Grouping data in kdb with a specific condition

I have a main dataframe named raw that looks like this:

tab:([]date:2018.02.05 2018.02.05 2018.02.06 2018.02.06;time:01:30:25.000 02:30:45.000 04:15:15.000 02:15:15.000;vol:50 55 64 12; name:`A`B`B`A)

 date time vol name 2018.02.05 1:30:25 50 A 2018.02.05 2:30:45 55 B 2018.02.06 4:15:15 64 B 2018.02.06 2:15:15 12 A 

I need to create a new table depending on conditions such as:

Between two specific dates, I need to find the time when the cumulative volume is 100 for the name B for two hours.

The logic that I think should work: sort data in ascending order. Add all vol with name = `B for the time (time [i]: time [i] + 2 hours). If cum vol> 100, return the time intervals and the corresponding date. Continue with i +1. I'm new to kdb, so it's hard for me to execute it.

Output Example:

 time1 time2 date1 date2 1:30:00 3:30:00 2018.02.05 2018.02.05 23:00:00 1:00:00 2018.02.05 2018.02.06 

Any guidance on this is appreciated. thanks

+4
source share
2 answers

I believe that the solution to your problem can be achieved with aj

Initially, as you indicated, the table should be sorted by time

 `time xasc `tab; 

Then you need to create a cumulative sum of volumes using the amounts

 tab:update cumvol:sums vol by name from tab 

Then, using aj, get the cumulative sums of volumes that are not included in 2-hour periods for each time.

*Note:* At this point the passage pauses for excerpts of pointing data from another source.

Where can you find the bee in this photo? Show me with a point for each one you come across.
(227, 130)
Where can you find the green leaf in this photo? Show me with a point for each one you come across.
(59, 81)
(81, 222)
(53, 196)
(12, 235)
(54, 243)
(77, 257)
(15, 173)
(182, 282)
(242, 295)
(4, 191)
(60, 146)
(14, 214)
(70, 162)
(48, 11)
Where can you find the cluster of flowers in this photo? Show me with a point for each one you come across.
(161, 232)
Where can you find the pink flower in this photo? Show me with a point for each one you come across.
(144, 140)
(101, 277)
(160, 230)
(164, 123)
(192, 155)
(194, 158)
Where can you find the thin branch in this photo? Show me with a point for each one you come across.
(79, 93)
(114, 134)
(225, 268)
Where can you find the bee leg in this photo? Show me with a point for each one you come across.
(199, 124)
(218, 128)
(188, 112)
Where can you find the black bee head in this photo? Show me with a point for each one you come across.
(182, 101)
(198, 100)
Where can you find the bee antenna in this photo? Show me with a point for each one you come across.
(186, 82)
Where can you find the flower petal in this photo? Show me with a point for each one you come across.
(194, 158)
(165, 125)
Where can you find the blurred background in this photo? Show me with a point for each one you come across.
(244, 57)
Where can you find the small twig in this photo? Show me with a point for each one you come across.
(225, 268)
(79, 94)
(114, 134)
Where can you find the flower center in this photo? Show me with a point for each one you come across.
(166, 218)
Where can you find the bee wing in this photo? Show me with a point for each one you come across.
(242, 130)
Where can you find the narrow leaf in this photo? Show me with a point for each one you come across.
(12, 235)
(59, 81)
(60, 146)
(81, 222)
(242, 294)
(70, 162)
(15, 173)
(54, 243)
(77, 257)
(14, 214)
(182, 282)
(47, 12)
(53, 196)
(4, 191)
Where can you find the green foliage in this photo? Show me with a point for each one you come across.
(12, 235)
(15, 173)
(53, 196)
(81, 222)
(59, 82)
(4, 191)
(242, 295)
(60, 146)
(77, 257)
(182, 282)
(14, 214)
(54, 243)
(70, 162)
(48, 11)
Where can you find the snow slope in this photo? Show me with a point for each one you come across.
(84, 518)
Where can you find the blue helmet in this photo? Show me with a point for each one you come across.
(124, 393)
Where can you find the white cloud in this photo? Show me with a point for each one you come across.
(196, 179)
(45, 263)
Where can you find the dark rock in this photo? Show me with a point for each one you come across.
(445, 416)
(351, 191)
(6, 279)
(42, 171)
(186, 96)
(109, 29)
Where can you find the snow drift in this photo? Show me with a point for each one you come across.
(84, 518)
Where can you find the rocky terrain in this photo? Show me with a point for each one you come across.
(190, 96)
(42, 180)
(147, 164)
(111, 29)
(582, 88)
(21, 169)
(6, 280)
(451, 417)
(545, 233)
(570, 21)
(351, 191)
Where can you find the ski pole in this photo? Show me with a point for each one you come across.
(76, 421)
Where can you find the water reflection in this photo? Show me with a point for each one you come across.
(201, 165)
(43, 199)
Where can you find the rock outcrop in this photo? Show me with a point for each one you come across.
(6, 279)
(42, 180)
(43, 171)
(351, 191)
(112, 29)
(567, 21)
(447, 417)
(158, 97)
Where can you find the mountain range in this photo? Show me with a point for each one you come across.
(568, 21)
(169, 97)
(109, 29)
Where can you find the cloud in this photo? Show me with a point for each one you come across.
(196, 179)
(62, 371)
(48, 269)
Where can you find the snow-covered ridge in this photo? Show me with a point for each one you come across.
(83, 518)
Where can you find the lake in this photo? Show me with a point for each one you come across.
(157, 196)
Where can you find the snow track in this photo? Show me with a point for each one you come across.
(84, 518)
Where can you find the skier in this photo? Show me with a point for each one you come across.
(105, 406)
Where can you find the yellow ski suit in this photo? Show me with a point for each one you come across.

 aj[`name`time;tab;select time:time+02:00,name,cumvol2:cumvol from tab] 

Then we can do cumvol-cumvol2 to get the total volume for each 2-hour period

 tab:select time, name, runningvol:cumvol-0^cumvol2 from aj[`name`time;tab;select time:time+02:00,name,cumvol2:cumvol from tab] 

Then a simple select statement can get the time when cumvol is greater than 100

 select time,time+02:00 from tab where runningvol>100 

An improvement that could be added to this would be to add a grouped attribute to the second table in aj. Another improvement to this would be to format dates and times into a single timestamp or date and time.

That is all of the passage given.